Implementation of "Conditional Score Guidance for Text-Driven Image-to-Image Translation".
Open demo.ipynb
in Google Colab.
You can generate an image using Stable Diffusion and edit it with CSG. Note that posterior_guidance
is a hyperparameter related to guidance scale.

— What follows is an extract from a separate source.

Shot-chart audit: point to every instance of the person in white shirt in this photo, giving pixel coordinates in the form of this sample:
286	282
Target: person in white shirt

python src/edit_synthetic_images.py \
--results_folder "output/synth_edit" \
--prompt_str "a high resolution painting of a cat eating a hamburger" \
--task "cat2squirrel" \
--random_seed 0 \
--mask_res 16 --posterior_guidance <GUIDANCE_SCALE>
Synthesized and edited images are saved in output/synth_edit
directory.
You can edit a real image with CSG. First, do the DDIM inversion using the command :
python src/inversion.py \
--input_image "data/cat.png" \
--results_folder "output/test_cat"
Then, perform image editing.
python src/edit_real_images.py \
--inversion "output/test_cat/inversion/cat.pt" \
--prompt "output/test_cat/prompt/cat.txt" \
--task_name "cat2dog" \
--results_folder "output/test_cat/" \
--mask_res 16 --posterior_guidance <GUIDANCE_SCALE>
After all, files at directory output/test_cat
are like this:
output/test_cat
├── inversion
│ ├── cat.pt
│ └── ...
├── prompt
│ ├── cat.txt
│ └── ...
├── edit
│ ├── cat.png
│ └── ...
├── mask_no_attn
│ ├── cat.png
│ └── ...
├── mask
│ ├── cat.png
│ └── ...
└── reconstruction
├── cat.png
└── ...
Reconstructed image from DDIM inversion is saved in reconstruction/
, and edited image is in edit/
directory. You can also check the content mask in mask_no_attn/
and smoothed content mask in mask/
.
You can save and visualize cross-attention maps using synthetic images. Firstly, run save_attention_synth.py
to save the cross-attention maps:
python src/save_attention_synth.py \
--results_folder "output/synth_edit" \
--prompt_str "a high resolution painting of a cat eating a hamburger" \
--task "cat2squirrel" \
--random_seed 0 \
--mask_res 16 --posterior_guidance <GUIDANCE_SCALE> \
--save_path "attention_map"
Then, run visualize_attention.py
to visualize the saved cross-attention map:
python src/visualize_attention.py --save_path "attention_map"
Refer to requirements.txt.
pip install -r requirements.txt
This method is implemented based on pix2pix-zero and prompt-to-prompt.